Daily Archives: June 17, 2009

Rules of Gold

Analects 15.24 is often cited as the “Reverse Golden Rule” and it’s easy to see why:

子貢問曰:“有一言而可以終身行之者乎?”子曰:“其恕乎!己所不欲,勿施於人。”
Zigong asked: “Is there a single teaching that can be practiced to the end of one’s life?” Confucius replied: “It is reciprocity! What you don’t desire for yourself, do not desire for others.”

The Golden Rule, “do unto others as you would have them do unto you,” is found in the Gospels, in Matthew 7:9-12 and Luke 6:27-31. In the latter context, the “rule” follows a discussion of how one ought to treat one’s enemies, while in the former, it is more general.

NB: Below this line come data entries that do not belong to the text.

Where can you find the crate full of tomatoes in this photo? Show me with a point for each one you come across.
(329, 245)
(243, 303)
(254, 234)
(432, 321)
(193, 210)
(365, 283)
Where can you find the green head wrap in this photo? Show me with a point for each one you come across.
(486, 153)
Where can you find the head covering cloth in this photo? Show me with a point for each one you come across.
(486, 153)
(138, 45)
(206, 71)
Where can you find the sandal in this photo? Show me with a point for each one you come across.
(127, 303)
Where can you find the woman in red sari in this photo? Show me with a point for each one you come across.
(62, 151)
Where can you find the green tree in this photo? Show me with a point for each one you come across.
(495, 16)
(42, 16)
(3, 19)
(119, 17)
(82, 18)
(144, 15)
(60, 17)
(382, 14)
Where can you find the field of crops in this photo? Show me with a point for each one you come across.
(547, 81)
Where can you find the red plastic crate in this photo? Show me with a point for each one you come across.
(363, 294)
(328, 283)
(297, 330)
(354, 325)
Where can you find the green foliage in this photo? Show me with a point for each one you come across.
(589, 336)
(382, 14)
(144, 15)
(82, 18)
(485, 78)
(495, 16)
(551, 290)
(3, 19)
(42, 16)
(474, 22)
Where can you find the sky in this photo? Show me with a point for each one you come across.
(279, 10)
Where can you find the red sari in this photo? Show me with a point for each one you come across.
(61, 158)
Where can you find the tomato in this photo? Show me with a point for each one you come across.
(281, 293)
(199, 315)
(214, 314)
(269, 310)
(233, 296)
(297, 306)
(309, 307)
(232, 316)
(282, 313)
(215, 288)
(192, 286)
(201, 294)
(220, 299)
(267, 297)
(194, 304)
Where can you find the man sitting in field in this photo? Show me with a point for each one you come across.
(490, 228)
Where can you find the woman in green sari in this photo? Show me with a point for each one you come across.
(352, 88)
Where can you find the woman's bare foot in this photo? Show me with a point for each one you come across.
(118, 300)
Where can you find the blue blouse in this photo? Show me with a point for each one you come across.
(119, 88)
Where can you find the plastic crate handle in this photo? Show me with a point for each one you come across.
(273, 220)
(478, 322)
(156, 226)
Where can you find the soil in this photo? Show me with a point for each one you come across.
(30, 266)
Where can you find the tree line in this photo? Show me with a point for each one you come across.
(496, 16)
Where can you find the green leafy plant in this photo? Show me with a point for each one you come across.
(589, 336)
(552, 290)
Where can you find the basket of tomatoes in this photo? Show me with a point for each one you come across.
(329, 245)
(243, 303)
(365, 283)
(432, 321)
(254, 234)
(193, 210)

15.24 is interesting because it raises the question of just what status this “rule”–or better yet, “teaching” (for 言)–has among the many sorts of teachings found in the Analects. In some important ways, it rubs against the idea that for early Confucianism moral virtuosity is somehow incapable of codification, or somewhat stronger, incapable of adequate articulation. Is this a rule? a principle? an articulation of the Confucian dao by the author(s) of this passage? If not any of those, then what? Those who favor a virtue-emphasis reading of the Analects tend to focus on the term for reciprocity, shu 恕, and treat it as a virtue term, though the explanation in terms of the “rule” seems added to present something like a definitional equivalence. (Here, I’m thinking of Van Norden’s discussion in “Unweaving the ‘One Thread’ of Analects 4:15”)

In 5.12, Zigong and Confucius have an exchange that is slightly different, on which Zigong comes off looking a bit too confident in himself:

子貢曰:“我不欲人之加諸我也,吾亦欲無加諸人。”子曰:“賜也,非爾所及也。”
Zigong said: “What I do not desire people to do to me, I also desire for it not to be done toward people.” Confucius said, “Zigong my dear, it is not you who has gotten that far.”

The phrasing, 一言, in 15.24 seems to indicate that there is something important, something on the order of a single principle, for which Zigong is asking. I wonder if there other, similarly explicit principles to be found in the Analects, if indeed 15.24 provides an explicit principle.